Она не замечала, если я шла в школу в грязной одежде или одежде, которая была мне мала на два размера. Не посещала мои футбольные матчи и родительские собрания. Она не учила и не поддерживала меня в те полтора года, когда я без ума втюрилась в Ричи Хоффмана, не рассказывала мне о безопасном и хорошем сексе. Мать забывала о дне моего рождения, не хвалила меня за отличный табель и не гордилась моим поступлением в Мидлбери и Гарвард. После того как умер отец — мне в тот год исполнилось двадцать, — мать предпочитала пребывать в одиночестве и не приняла Боба в нашу жалкую семейку, вернее, в то, что от нее осталось, когда мне было двадцать восемь.
Наверное, я была достаточно похожа на Нейта, чтобы служить постоянно пульсирующим напоминанием о неутешном горе. Пожалуй, сейчас, имея собственных детей, я могу понять парализующий ужас от потери ребенка. Но у нее был не один ребенок, а два. И я не умерла.
Мое детство после смерти Нейта не было простым и легким, но оно сделало меня такой, какая я сейчас: сильной, отчаянно-независимой, стремящейся к успеху, твердо намеренной что-то собой представлять.
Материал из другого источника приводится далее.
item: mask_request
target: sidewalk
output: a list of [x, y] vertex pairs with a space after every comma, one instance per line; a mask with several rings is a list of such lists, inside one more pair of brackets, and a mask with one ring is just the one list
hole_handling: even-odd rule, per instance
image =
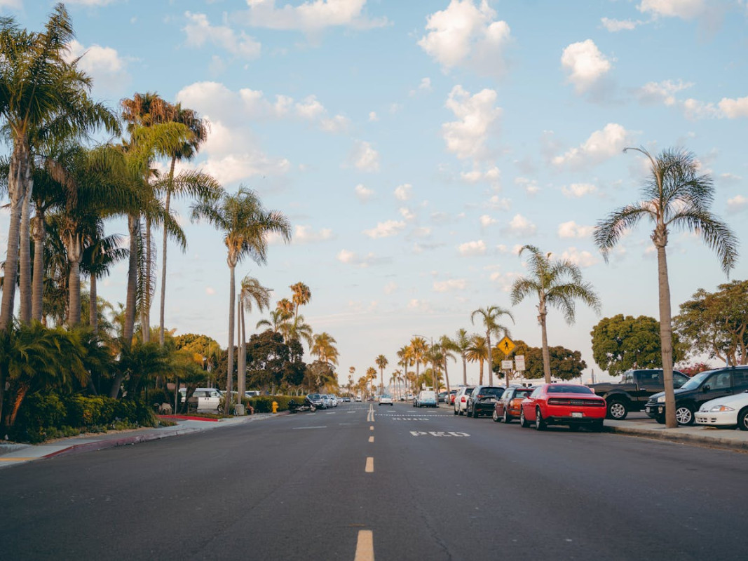
[[119, 432], [102, 432], [91, 436], [74, 436], [69, 438], [61, 438], [55, 442], [43, 444], [0, 444], [0, 469], [11, 465], [18, 465], [26, 462], [52, 458], [61, 454], [89, 452], [112, 448], [115, 446], [137, 444], [140, 442], [147, 442], [172, 436], [189, 435], [193, 432], [202, 432], [221, 427], [263, 420], [278, 417], [279, 414], [282, 415], [284, 413], [275, 415], [272, 413], [259, 413], [254, 415], [234, 417], [217, 420], [215, 419], [205, 420], [175, 419], [177, 424], [174, 426], [135, 429]]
Мне удалось оставить прошлое позади, но сейчас мое прошлое сидит в кресле напротив меня и заявляет, что собирается торчать при мне и дальше. Мать чувствует, что я ее изучаю. Нервная улыбочка выползает на красные губы, и мне хочется сбить ее пощечиной.
— А вот и нет. Я еду домой, так что и ты едешь домой. Все едут домой.
— Нет, я остаюсь. Я остаюсь, чтобы тебе помогать.
— Мне не нужна твоя помощь. Мне ничья помощь не нужна.
Теперь передо мной стоит Марта, держа поднос с обедом. Ее брови удивленно приподняты.
— Если мне что-нибудь понадобится, я попрошу Боба.
— Боб попросил меня остаться и помочь о тебе заботиться, — говорит мать.
Я таращусь на нее, потеряв дар речи, а вспыхнувший гнев молотит кулаками в моей груди. Марта и Хайди совещались без меня сегодня утром и решили, что я выписываюсь через три дня, а Боб и моя мать совещались без меня неизвестно когда и решили, что обо мне надо заботиться и что моей сиделкой будет мать. Ощущения беспомощности и предательства пинаются и визжат, тонут в темных глубинах моей души, где, пусть даже прожив там когда-то долгие годы, уже не чувствуют себя как дома, но не могут вспомнить дорогу наружу.
— С каких это пор ты заботишься обо мне? Ты не заботилась обо мне с тех пор, как умер Нейт.
С лица матери пропадают все краски, кроме красноты губ. Ее поза приобретает особую неподвижность, как у кролика, почуявшего опасность и готовящегося бежать.
— Это неправда, — говорит она.
В обычной ситуации я бы пошла на попятный: мы не говорим о Нейте и моем детстве, мы не говорим обо мне и о ней. Я бы предпочла промолчать и съесть свой суп, как хорошая девочка. А она бы тогда продолжила быть хорошей мамочкой и вытерла бы бульон, который наверняка потечет по левой стороне моего подбородка. И я, хорошая дочь, улыбнулась бы и поблагодарила. Но я покончила с этим фарсом. Так и хватит.
— Ты ни разу не помогла мне с домашним заданием, или с мальчиками, или с поступлением в колледж, или с планированием моей свадьбы. Ты никогда и ни в чем мне не помогала.
Я умолкаю, держа наготове еще тысячу примеров и намереваясь размазать мать, если только она попытается подъехать ко мне с выдуманной историей.